Le vendredi, je voulus aller prendre des nouvelles de la femme qui avait été blessée en face de chez nous. À peine avais-je mis le pied dehors qu’un franc-tireur me mettait en joue. La balle me siffla à l’oreille. Nous sommes donc restés à l’intérieur, priant et lisant la Bible.
Des secours inespérés arrivèrent le samedi, quand les troupes belges et françaises entrèrent dans la ville pour évacuer les ressortissants étrangers. Les parachutistes zaïrois avaient auparavant repris l’aéroport. Nous n’avions que quelques minutes pour ramasser un minimum d’effets personnels, juste ce que nous pouvions porter à la main, et nous rendre en hâte à l’aéroport. Il fallut abandonner tout le reste. En partant, nous sommes rapidement allés prendre des nouvelles de quelques frères chrétiens. Ils étaient sains et saufs, mais manquaient de vivres.
L’atmosphère resta tendue tout le long du chemin, car les troupes rebelles ne s’étaient pas repliées très loin de là. Les stigmates de la guerre se voyaient partout: cadavres de soldats, véhicules hors d’usage, caisses de munitions, bâtiments criblés de traces de balles. À l’aéroport, c’étaient des carcasses d’hélicoptères ou d’avions incendiés; des bombes au mortier, parfois intactes, gisaient sur le sol, et les troupes d’intervention encadraient la route et les installations.
Des centaines d’Européens déferlaient en masse vers l’aéroport, abandonnant là leurs voitures. Après avoir attendu notre tour près de la piste d’envol, nous avons été évacués dans un appareil de l’armée belge jusqu’à la base aérienne de Kamina. La compagnie aérienne belge Sabena achemina ensuite les réfugiés jusqu’à la capitale d’où on les rapatria par différents vols vers leurs pays respectifs.
Pendant le voyage, nous entendions parler de nombreux meurtres commis sur des civils, tant Européens que Zaïrois. On nous fit voir une photographie montrant une maison remplie d’hommes, de femmes et d’enfants massacrés. Les autorités ont évalué à plus de deux cents le nombre des Européens tués; d’autres ont été emmenés en otages par les envahisseurs lorsqu’ils se replièrent dans la brousse. Il semble que les troupes rebelles aient décidé de rejoindre leur base derrière la frontière pour se préparer en vue d’un nouvel assaut.
Nous perdons notre fils
En arrivant à Kinshasa, nous n’étions pas au terme de nos épreuves. Ma femme, qui était enceinte de près de six mois et venait de passer par les affres, les dangers et les privations, ressentit les premières douleurs dans la journée du mardi. Conduite à l’hôpital, elle mettait au monde le jeudi un petit garçon prématuré d’une livre et demie. Trop chétif pour respirer ou pour digérer le lait dans son estomac minuscule, notre fils ne vécut que quatre malheureux jours.

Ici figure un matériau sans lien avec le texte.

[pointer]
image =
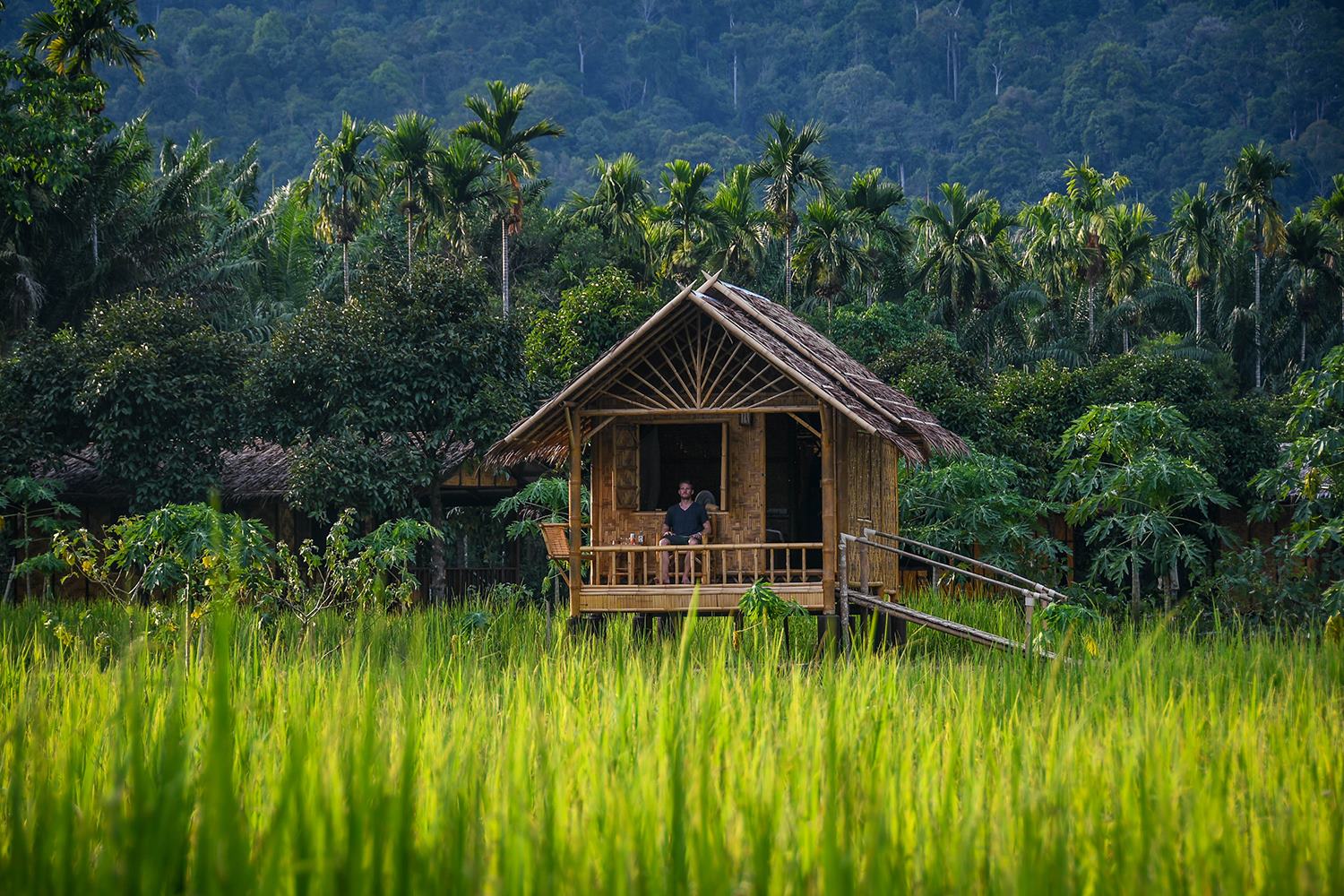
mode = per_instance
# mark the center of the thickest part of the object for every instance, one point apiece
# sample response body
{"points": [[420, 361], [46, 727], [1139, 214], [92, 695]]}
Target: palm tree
{"points": [[1312, 257], [830, 249], [461, 175], [513, 152], [873, 196], [1331, 210], [744, 225], [1090, 198], [411, 148], [1050, 254], [688, 225], [344, 177], [618, 203], [790, 167], [1131, 253], [1195, 242], [77, 34], [1250, 198], [962, 252]]}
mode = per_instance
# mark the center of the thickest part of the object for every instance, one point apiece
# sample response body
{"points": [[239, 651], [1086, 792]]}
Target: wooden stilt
{"points": [[572, 418], [830, 524]]}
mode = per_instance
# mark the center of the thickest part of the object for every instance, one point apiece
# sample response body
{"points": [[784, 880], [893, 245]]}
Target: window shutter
{"points": [[625, 470]]}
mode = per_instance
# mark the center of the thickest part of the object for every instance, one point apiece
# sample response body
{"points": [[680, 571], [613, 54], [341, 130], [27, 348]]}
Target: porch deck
{"points": [[714, 599], [626, 578]]}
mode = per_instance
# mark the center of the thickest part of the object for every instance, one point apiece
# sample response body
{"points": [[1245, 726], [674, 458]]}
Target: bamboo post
{"points": [[572, 417], [1029, 606], [830, 538], [844, 595], [865, 570]]}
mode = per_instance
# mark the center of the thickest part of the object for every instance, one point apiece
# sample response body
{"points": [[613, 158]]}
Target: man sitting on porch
{"points": [[685, 522]]}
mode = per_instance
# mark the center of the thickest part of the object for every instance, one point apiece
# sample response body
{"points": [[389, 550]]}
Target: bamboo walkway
{"points": [[873, 538]]}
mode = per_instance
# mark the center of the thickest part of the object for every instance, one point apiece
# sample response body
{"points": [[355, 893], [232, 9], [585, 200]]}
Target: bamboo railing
{"points": [[706, 564]]}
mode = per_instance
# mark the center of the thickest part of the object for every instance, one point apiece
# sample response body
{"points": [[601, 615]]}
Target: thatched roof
{"points": [[808, 359], [255, 471]]}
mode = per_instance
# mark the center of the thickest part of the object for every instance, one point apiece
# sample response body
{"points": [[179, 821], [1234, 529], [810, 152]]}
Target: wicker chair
{"points": [[556, 536]]}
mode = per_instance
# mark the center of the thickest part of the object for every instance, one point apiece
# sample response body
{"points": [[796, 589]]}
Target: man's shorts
{"points": [[679, 538]]}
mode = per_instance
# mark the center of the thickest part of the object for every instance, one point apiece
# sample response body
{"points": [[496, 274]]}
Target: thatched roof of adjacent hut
{"points": [[254, 471], [808, 359]]}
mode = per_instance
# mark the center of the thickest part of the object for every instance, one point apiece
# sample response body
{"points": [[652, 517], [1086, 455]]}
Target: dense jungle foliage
{"points": [[1133, 314], [994, 93]]}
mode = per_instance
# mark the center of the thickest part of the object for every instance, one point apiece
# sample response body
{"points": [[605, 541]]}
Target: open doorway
{"points": [[792, 478]]}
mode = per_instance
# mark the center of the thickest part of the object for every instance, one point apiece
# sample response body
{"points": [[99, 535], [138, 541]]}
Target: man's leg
{"points": [[690, 560]]}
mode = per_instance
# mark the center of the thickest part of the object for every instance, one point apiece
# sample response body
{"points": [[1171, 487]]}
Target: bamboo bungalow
{"points": [[790, 438]]}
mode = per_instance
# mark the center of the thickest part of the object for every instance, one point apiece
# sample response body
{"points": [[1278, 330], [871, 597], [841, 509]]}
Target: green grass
{"points": [[449, 751]]}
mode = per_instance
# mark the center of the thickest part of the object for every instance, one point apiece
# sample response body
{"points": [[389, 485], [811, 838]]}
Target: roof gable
{"points": [[787, 358]]}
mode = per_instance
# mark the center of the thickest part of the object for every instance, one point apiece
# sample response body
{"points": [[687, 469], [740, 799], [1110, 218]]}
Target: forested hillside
{"points": [[997, 94]]}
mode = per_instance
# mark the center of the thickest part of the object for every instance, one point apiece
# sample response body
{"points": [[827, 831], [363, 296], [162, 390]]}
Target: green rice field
{"points": [[483, 748]]}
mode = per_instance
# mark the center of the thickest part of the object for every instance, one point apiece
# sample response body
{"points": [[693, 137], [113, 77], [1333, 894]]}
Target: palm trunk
{"points": [[410, 230], [504, 265], [1091, 314], [1258, 379], [344, 263], [1199, 312], [437, 562]]}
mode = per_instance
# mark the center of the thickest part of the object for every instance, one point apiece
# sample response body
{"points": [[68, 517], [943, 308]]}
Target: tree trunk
{"points": [[1258, 379], [437, 562], [1134, 603], [410, 230], [1091, 314], [344, 263], [1199, 312], [1172, 583], [504, 263]]}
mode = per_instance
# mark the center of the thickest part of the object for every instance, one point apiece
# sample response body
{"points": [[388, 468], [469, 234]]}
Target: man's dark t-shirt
{"points": [[688, 521]]}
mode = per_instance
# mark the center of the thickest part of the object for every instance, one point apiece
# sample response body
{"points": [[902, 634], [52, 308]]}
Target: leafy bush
{"points": [[183, 551], [761, 605], [978, 503], [349, 573], [1131, 474]]}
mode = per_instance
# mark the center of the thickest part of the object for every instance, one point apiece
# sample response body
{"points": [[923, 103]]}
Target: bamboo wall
{"points": [[867, 495], [616, 482]]}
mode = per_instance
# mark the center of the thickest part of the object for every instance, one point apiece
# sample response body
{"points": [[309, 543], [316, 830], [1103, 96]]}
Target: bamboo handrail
{"points": [[1030, 595], [1023, 581], [762, 557]]}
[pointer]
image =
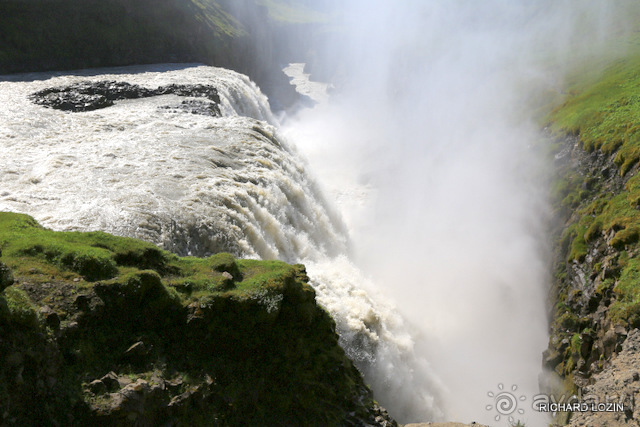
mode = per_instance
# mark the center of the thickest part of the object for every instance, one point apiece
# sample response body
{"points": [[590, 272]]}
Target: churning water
{"points": [[197, 184]]}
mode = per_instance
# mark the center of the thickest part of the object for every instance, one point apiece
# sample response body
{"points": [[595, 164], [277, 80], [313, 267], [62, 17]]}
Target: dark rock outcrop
{"points": [[88, 96]]}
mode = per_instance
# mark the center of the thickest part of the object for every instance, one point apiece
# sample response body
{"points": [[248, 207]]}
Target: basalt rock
{"points": [[141, 349], [89, 96]]}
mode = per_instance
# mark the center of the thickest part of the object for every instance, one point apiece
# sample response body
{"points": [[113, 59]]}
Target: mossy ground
{"points": [[604, 111], [243, 336]]}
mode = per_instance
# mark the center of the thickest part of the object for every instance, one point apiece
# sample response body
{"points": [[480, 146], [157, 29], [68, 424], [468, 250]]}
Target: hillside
{"points": [[53, 35], [596, 293], [103, 329]]}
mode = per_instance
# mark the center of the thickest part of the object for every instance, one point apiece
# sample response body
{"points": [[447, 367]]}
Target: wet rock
{"points": [[89, 96], [97, 387], [51, 317]]}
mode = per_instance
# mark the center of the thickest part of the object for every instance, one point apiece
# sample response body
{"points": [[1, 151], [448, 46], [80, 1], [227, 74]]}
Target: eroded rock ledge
{"points": [[89, 96], [102, 330]]}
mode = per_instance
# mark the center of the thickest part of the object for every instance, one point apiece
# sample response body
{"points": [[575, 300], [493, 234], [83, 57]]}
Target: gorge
{"points": [[416, 194]]}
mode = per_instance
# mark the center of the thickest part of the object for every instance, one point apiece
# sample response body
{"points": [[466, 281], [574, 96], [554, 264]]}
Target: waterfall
{"points": [[197, 184]]}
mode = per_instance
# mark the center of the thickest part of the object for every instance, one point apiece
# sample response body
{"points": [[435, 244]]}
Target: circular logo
{"points": [[505, 403]]}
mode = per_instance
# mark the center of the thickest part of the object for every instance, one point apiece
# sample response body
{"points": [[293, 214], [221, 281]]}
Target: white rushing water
{"points": [[196, 184]]}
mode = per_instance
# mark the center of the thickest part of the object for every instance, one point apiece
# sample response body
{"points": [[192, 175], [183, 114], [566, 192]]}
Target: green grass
{"points": [[605, 113], [252, 327], [603, 108], [43, 255]]}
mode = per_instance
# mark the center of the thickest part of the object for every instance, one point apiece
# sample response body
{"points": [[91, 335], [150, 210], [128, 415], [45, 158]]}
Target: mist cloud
{"points": [[429, 147]]}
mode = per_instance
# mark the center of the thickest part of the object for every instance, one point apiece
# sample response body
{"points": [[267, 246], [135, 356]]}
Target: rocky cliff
{"points": [[595, 301], [104, 330]]}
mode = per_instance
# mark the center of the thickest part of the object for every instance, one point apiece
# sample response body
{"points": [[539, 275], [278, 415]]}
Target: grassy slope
{"points": [[605, 112], [246, 332]]}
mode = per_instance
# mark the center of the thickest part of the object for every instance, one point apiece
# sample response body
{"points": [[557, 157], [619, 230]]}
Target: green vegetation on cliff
{"points": [[102, 329], [597, 289]]}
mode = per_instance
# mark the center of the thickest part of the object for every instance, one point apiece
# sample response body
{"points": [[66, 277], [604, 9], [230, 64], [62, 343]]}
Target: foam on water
{"points": [[197, 185]]}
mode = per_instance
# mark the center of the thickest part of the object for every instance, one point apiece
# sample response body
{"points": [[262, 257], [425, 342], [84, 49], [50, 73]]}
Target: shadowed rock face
{"points": [[89, 96]]}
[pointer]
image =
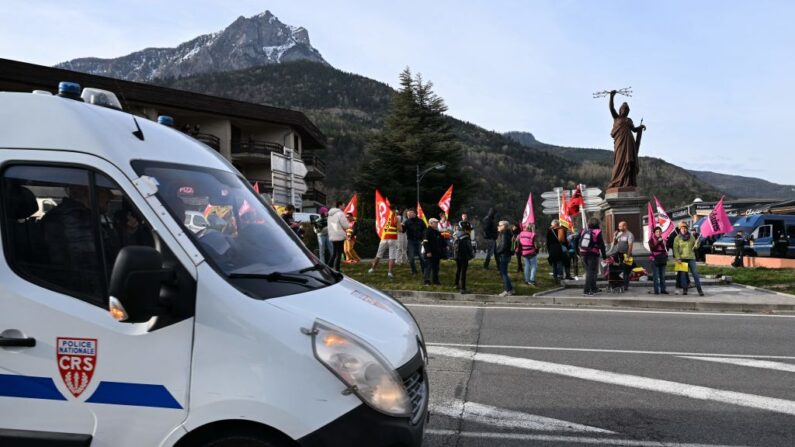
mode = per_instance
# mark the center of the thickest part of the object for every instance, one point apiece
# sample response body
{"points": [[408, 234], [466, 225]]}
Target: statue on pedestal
{"points": [[626, 147]]}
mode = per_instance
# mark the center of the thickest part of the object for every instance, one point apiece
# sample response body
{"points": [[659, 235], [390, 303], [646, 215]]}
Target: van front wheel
{"points": [[244, 438]]}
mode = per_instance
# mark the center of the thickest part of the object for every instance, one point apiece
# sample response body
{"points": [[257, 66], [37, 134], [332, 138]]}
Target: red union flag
{"points": [[663, 221], [352, 207], [563, 215], [381, 212], [444, 202], [77, 360], [421, 214], [528, 217], [717, 222]]}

Quelle époque merveilleuse que celle où Jéhovah fera “cesser les guerres jusqu’à l’extrémité de la terre”! (Ps. 46:9.) Avec d’autres chrétiens, nous sommes passés à plusieurs reprises bien près de la mort. L’aide et la direction de Jéhovah ont été alors notre seul recours. De telles épreuves renforcent notre foi en Lui et en l’efficacité de la prière. — D’un de nos lecteurs.